那一下揉得我整个人都软了。
他的掌根碾过阴蒂的位置,粗糙的布料磨过那颗已经充血胀大的小豆,一阵剧烈的酥麻从那里炸开,顺着会阴一路窜到后腰。
“啊……”
那声呻吟从嗓子眼里冲出来,又细又软。
“说啊。”他的手指不紧不慢地动着,隔着已经湿透的布料,一下一下地按,每一下都精准地碾过阴蒂,“不说我怎么知道?”
他能感觉到指尖下那颗小豆已经硬了,隔着布料都能摸到它的轮廓。
我的阴唇已经完全充血肿胀,从布料下面鼓出来,被他按得往两边分开,中间的缝隙里不断有黏稠的液体渗出来,把亵裤浸得透湿。
“就……就这样……”我的声音断断续续的,呼吸彻底乱了,“长老碰哪里……都舒服……”
他低低地笑了一声,手指突然收了回去。
那一瞬间的空虚感铺天盖地地涌上来,我的腰不受控制地往上挺了一下,阴部往前送,像是在追他的手。

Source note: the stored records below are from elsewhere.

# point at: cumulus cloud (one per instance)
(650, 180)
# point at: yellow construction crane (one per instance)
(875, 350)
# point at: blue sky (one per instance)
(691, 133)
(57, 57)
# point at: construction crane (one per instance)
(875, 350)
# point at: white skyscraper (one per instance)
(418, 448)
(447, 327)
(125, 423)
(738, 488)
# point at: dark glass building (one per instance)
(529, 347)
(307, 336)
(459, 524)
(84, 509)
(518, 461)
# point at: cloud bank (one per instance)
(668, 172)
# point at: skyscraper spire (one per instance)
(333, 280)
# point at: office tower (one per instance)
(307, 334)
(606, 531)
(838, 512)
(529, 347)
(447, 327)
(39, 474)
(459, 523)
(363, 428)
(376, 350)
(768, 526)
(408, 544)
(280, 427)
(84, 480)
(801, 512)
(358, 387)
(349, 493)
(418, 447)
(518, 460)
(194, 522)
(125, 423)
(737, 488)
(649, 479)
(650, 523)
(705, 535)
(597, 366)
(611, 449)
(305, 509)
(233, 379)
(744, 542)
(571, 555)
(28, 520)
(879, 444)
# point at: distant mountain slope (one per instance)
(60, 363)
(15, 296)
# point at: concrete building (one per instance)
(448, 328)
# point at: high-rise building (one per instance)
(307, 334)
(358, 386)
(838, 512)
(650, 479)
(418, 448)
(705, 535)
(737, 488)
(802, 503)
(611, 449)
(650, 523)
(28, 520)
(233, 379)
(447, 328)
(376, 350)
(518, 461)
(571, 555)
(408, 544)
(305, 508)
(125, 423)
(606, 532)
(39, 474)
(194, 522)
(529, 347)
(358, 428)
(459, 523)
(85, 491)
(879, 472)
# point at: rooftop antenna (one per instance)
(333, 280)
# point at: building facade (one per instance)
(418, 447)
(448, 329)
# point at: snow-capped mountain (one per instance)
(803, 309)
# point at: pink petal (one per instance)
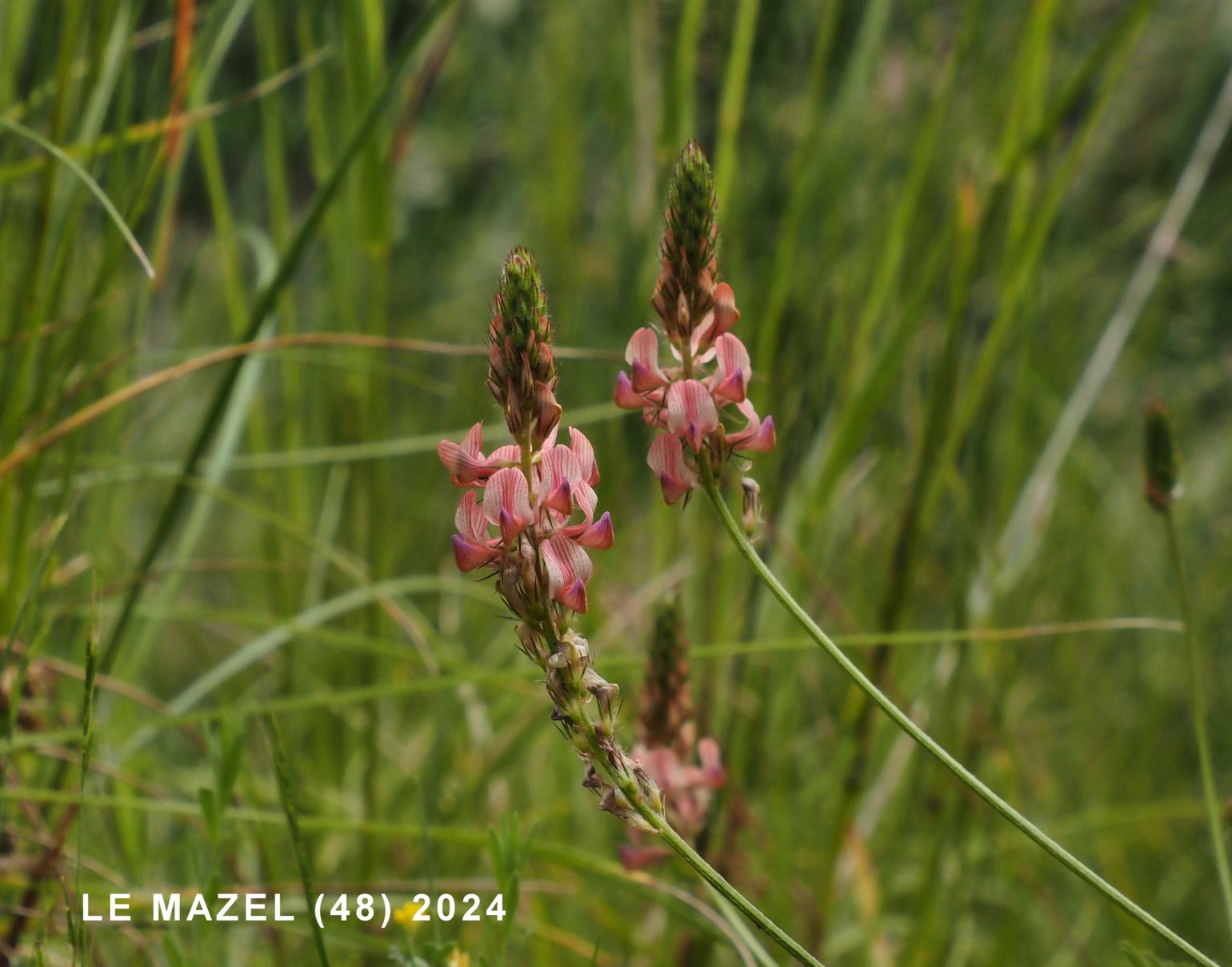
(586, 499)
(470, 520)
(598, 535)
(691, 412)
(506, 503)
(641, 857)
(568, 569)
(730, 380)
(470, 554)
(711, 763)
(642, 355)
(626, 397)
(755, 438)
(726, 314)
(466, 462)
(586, 456)
(508, 454)
(574, 597)
(666, 458)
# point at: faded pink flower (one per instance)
(688, 789)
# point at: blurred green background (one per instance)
(929, 214)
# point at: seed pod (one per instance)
(1159, 462)
(666, 715)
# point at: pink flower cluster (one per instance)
(520, 513)
(689, 399)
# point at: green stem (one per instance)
(903, 721)
(716, 880)
(1198, 706)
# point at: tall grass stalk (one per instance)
(1199, 711)
(903, 721)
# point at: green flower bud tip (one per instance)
(1159, 462)
(522, 367)
(686, 290)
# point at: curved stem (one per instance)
(903, 721)
(1198, 707)
(716, 880)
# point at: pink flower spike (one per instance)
(598, 535)
(691, 412)
(730, 380)
(666, 458)
(466, 462)
(586, 456)
(642, 355)
(506, 503)
(626, 397)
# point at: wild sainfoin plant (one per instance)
(711, 370)
(527, 514)
(686, 768)
(690, 402)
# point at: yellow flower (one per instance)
(406, 914)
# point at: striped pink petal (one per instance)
(568, 569)
(470, 520)
(586, 456)
(471, 554)
(691, 412)
(561, 478)
(506, 503)
(626, 397)
(758, 436)
(506, 455)
(730, 378)
(642, 355)
(465, 461)
(666, 458)
(598, 535)
(711, 763)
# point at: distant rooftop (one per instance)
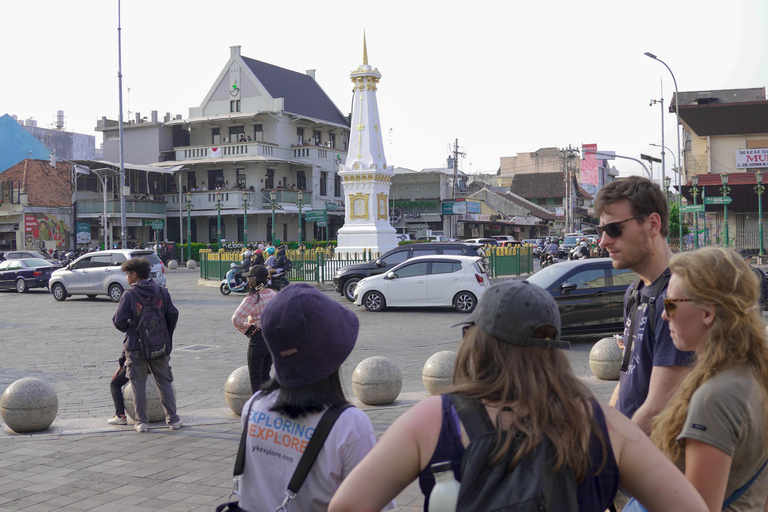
(719, 96)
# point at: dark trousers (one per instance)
(119, 379)
(137, 369)
(259, 361)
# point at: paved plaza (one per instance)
(82, 463)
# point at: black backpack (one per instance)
(154, 338)
(532, 486)
(285, 264)
(635, 298)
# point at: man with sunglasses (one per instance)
(634, 224)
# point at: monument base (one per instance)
(356, 239)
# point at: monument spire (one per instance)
(365, 176)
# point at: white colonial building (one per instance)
(270, 133)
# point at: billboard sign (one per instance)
(751, 158)
(454, 207)
(589, 171)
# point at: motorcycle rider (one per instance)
(258, 257)
(551, 251)
(244, 267)
(583, 252)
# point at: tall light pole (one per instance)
(759, 188)
(123, 222)
(667, 181)
(674, 160)
(189, 226)
(273, 198)
(218, 217)
(300, 196)
(679, 154)
(695, 191)
(725, 189)
(246, 205)
(660, 101)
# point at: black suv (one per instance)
(589, 294)
(346, 278)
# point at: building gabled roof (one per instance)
(687, 98)
(726, 118)
(538, 185)
(44, 185)
(302, 94)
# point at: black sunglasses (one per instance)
(614, 228)
(670, 305)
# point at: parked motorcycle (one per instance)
(228, 284)
(278, 282)
(548, 260)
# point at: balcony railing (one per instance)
(233, 199)
(85, 206)
(237, 149)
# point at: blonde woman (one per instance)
(716, 425)
(509, 363)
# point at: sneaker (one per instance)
(117, 420)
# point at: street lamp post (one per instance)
(725, 189)
(218, 217)
(695, 191)
(246, 205)
(667, 181)
(273, 198)
(759, 188)
(300, 196)
(677, 131)
(189, 226)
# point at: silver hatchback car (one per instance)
(98, 273)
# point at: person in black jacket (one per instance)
(125, 320)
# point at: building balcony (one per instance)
(233, 200)
(95, 206)
(234, 150)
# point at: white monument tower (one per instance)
(365, 176)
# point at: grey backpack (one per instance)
(532, 486)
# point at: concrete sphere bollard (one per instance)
(155, 411)
(29, 405)
(605, 359)
(377, 381)
(237, 389)
(437, 374)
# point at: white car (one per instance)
(457, 281)
(98, 273)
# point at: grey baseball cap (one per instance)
(511, 311)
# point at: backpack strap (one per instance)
(314, 446)
(473, 415)
(635, 299)
(741, 490)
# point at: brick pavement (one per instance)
(81, 463)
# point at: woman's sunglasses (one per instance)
(614, 228)
(670, 305)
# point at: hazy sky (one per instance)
(502, 77)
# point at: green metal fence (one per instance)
(319, 266)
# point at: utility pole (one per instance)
(568, 154)
(454, 224)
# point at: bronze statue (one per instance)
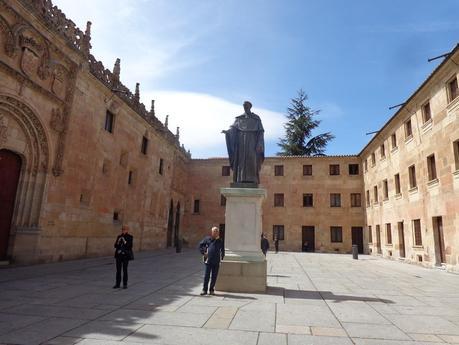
(246, 148)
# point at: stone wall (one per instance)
(434, 195)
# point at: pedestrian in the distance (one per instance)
(123, 254)
(276, 244)
(211, 247)
(264, 244)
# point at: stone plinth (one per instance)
(244, 266)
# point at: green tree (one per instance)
(298, 140)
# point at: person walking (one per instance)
(276, 243)
(211, 247)
(123, 254)
(264, 244)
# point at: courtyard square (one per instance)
(311, 299)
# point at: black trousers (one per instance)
(211, 272)
(121, 263)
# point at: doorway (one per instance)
(378, 239)
(170, 224)
(308, 239)
(357, 237)
(10, 170)
(439, 240)
(401, 239)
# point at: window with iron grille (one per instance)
(336, 234)
(278, 170)
(335, 200)
(308, 200)
(278, 230)
(278, 200)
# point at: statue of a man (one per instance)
(246, 148)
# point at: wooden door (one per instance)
(10, 169)
(308, 239)
(357, 237)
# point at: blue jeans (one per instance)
(210, 269)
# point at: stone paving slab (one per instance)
(317, 299)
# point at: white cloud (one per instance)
(202, 117)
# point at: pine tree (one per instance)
(298, 130)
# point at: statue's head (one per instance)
(247, 106)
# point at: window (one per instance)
(336, 234)
(431, 168)
(131, 177)
(334, 169)
(335, 200)
(353, 169)
(412, 176)
(393, 139)
(386, 189)
(278, 230)
(453, 90)
(308, 200)
(196, 206)
(144, 146)
(426, 113)
(417, 232)
(398, 189)
(278, 170)
(388, 233)
(456, 153)
(356, 200)
(161, 166)
(408, 129)
(307, 170)
(226, 170)
(109, 121)
(278, 200)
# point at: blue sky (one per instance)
(201, 59)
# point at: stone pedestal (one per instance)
(244, 266)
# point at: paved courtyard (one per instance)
(312, 299)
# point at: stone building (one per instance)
(80, 155)
(411, 175)
(318, 200)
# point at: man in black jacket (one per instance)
(123, 253)
(212, 249)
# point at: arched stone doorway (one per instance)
(23, 135)
(170, 224)
(177, 225)
(10, 170)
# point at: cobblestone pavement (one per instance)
(312, 299)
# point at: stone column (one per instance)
(244, 266)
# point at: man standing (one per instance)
(264, 244)
(212, 249)
(123, 253)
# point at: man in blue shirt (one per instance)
(211, 247)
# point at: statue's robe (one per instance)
(246, 148)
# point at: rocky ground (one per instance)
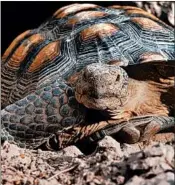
(110, 163)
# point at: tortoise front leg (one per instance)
(143, 128)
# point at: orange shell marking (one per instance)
(99, 30)
(74, 9)
(48, 53)
(147, 23)
(14, 43)
(125, 7)
(151, 56)
(142, 12)
(22, 51)
(63, 8)
(85, 15)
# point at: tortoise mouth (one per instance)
(102, 88)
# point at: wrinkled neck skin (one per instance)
(149, 93)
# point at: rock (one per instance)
(110, 144)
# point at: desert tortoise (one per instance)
(38, 100)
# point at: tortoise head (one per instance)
(102, 87)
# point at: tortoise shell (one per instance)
(80, 34)
(75, 36)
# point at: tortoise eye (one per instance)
(84, 76)
(118, 78)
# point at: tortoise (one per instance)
(117, 61)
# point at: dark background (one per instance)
(19, 16)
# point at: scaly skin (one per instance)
(36, 109)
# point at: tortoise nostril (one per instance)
(84, 76)
(118, 78)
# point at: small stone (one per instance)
(71, 151)
(111, 144)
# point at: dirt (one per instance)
(111, 163)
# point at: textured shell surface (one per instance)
(75, 36)
(80, 34)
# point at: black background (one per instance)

“刚才不是挺会说?”他看着我,眼神里全是戏谑,“现在怎么不说了?”
我抬起手,把蜡丸送进嘴里,压在舌头底下。
整套动作不到两秒,他的注意力全在我身上,什么都没发现。
“长老……”我撑着身体,凑近了他一些,热气喷在他脸上,“您这样……不上不下的……是想折磨死我吗?”
他眯了眯眼睛,伸手扣住我的后脑勺,拇指按在我嘴角,轻轻往下掰了掰。
“你这张嘴,”他的拇指在我下唇上蹭了蹭,指腹抵着我的唇珠,“说话倒是比你们合欢宗那些姐姐们还好听。”
“那长老……喜欢听吗?”
他没回答,但呼吸明显重了一下。
他低下头,嘴唇贴在我耳边,声音压得很低:“等会儿有你叫的时候。”
“好点没有?”他直起身,重新问了一遍。
“好多了……”我轻轻地说,故意让气息不稳,呼吸又急又浅,“长老你手艺真好……”
最后那四个字,我是凑到他耳边说的。
热气喷在他耳廓上,我看见他的耳朵尖红了一瞬。他的呼吸明显重了一下。
他抬起头来看我,嘴角挂着一个笑。
那笑容里带着几分得意,几分轻佻,还有几分迫不及待。
他的目光从我的脸上慢慢往下移,移过脖子,移过锁骨,停在衣襟半遮半掩的胸口。
乳沟在纱衣下若隐若现,乳尖的凸起顶在薄薄的料子上,随着呼吸微微颤动。
“好了,”他拍了拍我的腿,声音哑了几分,“该你兑现了。”
他重新压了上来。
这一次我没有躲。
他的嘴唇落在我的脖子上。
不是亲,是咬。
牙齿嵌进皮肉里,不重不轻,刚好卡在那个疼痛和快感的交界线上。
疼痛和酥麻同时炸开。
我整条脊背都弓了起来,手指攥紧了身下的褥子。
这具身体像是被点燃了。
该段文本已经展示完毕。